1859_March-April-2015_Aubrie-Legault_1

1859_March-April-2015_Aubrie-Legault_1

photo by Aubrie LeGault

What motivated you to get into horse racing?

I think what motivated me to get into horse racing as an actual participant rather than as just a fan was a desire to make a living riding horses. I had been riding since I was 5, but I didn’t really have the ability or even desire to be a top show jumping rider or a professional horse trainer in the hunterjumper world. I realized that my personality and physical size were much better suited to racing.

How old were you when you started racing?

I first came to the track at age 20 in 2001. I rode my first race when I was 23.

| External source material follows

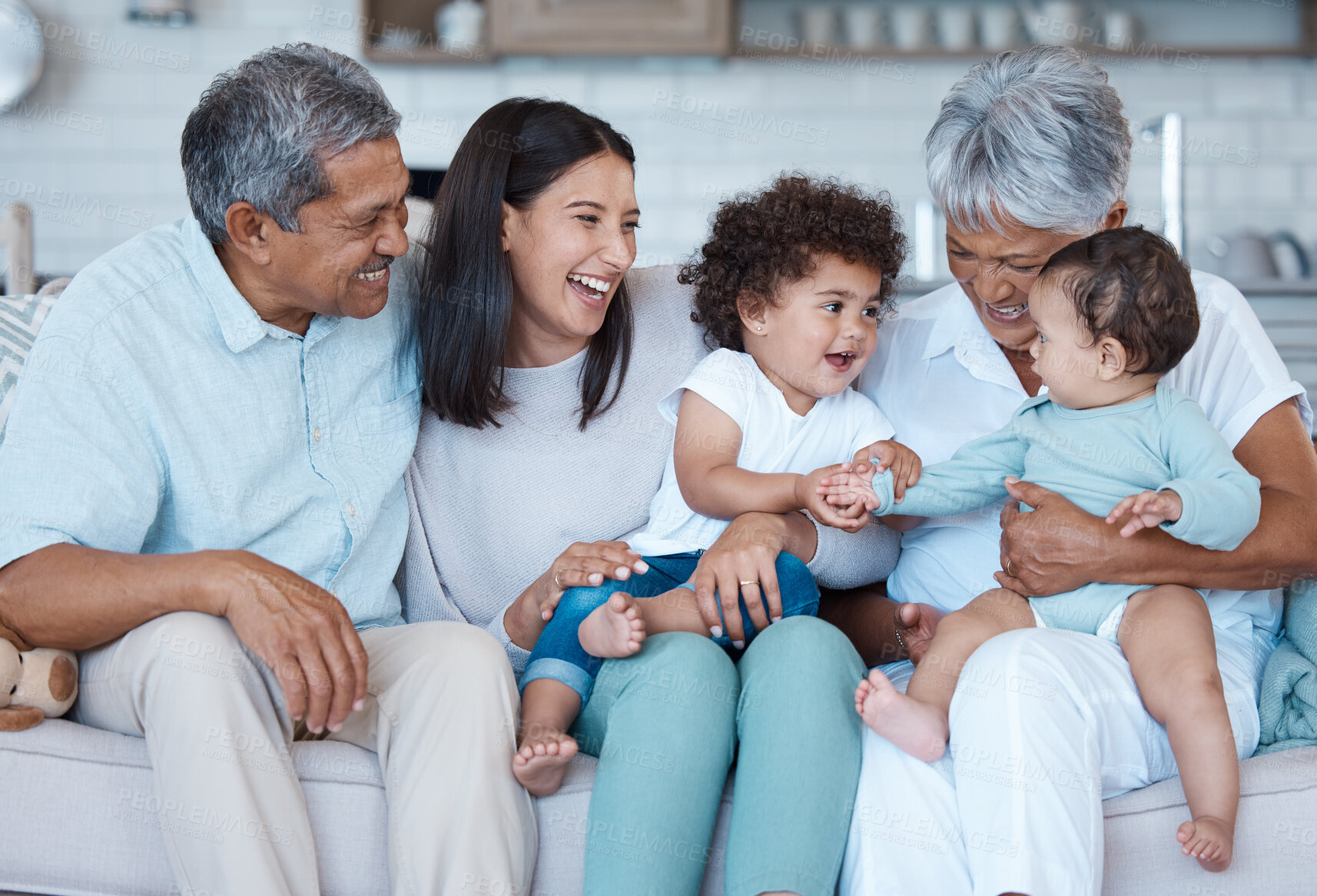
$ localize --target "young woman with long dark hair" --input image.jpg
[399,99,894,896]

Your family doesn’t fit the typical profile. Tell us how they played a role in your early riding years.

Though my parents were not horse people, they were open to whatever I might be interested in. I don’t know why I was horse obsessed at 5 years old … I doubt they did either. They decided to get me riding lessons, and my mother actually took lessons with me. Wednesday was her day off, so that was always our day to be together. We ended up riding together in the same lesson every Wednesday until I graduated high school. Both of my parents have always been very supportive of all of my horse endeavors (and they spent a huge amount of money on my horses and shows and all that … so thanks Mom and Dad). They are both very passionate about their careers, and I think they wanted me to do something that I was passionate about also.

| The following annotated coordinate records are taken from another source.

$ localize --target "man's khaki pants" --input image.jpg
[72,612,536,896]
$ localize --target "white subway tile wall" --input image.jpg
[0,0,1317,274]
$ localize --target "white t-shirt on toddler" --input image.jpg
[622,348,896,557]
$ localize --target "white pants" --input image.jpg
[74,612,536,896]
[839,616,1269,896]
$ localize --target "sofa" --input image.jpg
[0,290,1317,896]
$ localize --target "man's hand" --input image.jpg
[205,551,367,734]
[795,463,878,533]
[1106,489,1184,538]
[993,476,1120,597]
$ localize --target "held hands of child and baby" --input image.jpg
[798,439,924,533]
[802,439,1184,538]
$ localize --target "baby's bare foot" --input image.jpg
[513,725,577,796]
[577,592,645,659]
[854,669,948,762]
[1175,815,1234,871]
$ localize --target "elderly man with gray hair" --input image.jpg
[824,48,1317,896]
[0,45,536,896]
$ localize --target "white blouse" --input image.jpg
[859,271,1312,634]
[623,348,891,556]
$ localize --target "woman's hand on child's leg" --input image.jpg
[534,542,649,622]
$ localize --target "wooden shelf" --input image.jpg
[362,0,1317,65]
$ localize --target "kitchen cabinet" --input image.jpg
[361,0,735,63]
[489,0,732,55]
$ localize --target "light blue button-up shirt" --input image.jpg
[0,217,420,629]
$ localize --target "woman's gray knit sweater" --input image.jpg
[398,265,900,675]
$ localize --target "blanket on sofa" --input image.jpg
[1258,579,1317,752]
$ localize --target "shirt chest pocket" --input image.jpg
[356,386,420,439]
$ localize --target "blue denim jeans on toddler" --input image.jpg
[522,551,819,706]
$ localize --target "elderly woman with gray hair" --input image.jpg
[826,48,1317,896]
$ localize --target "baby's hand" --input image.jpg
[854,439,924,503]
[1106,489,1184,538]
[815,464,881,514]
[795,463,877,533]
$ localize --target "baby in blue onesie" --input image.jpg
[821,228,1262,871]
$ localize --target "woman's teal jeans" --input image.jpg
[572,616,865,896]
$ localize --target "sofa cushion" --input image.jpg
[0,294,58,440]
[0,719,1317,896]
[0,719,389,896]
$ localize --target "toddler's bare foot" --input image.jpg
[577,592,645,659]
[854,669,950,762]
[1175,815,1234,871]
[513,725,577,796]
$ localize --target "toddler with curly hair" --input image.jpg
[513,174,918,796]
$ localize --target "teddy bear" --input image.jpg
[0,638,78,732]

Tell us about the first time you won at Portland Meadows?

The first race I won at Portland was with a horse called Hold the Gold. I arrived in Portland having won only one race, and I went there on the recommendation of Dennis Ward, my trainer at the time. Dennis had set me up with an agent, and this particular agent was a very good one. Good agents are like good used car salesmen, and as a jockey, it’s not a bad thing to have an agent with a few dirty tricks up his sleeve. My win on Hold the Gold was the product of one such dirty trick. The trainer of the horse, Len Kazmerski, had wanted my agent’s other jockey to ride the horse. At the draw, however, my agent switched riders on Kazmerski’s horse and put me on instead (without telling him, of course). When the entries came out, Kazmerski was understandably furious, but my agent was certain that this particular filly would win, and he wanted me to get my first win at Portland right away so that I could start building my business and show everyone that I could ride. Luckily, the horse did in fact win, and I ended up riding a bunch of other horses for that same trainer after that. As a side note, I did not actually know about any of this until quite a bit later after I had won on multiple horses for that trainer.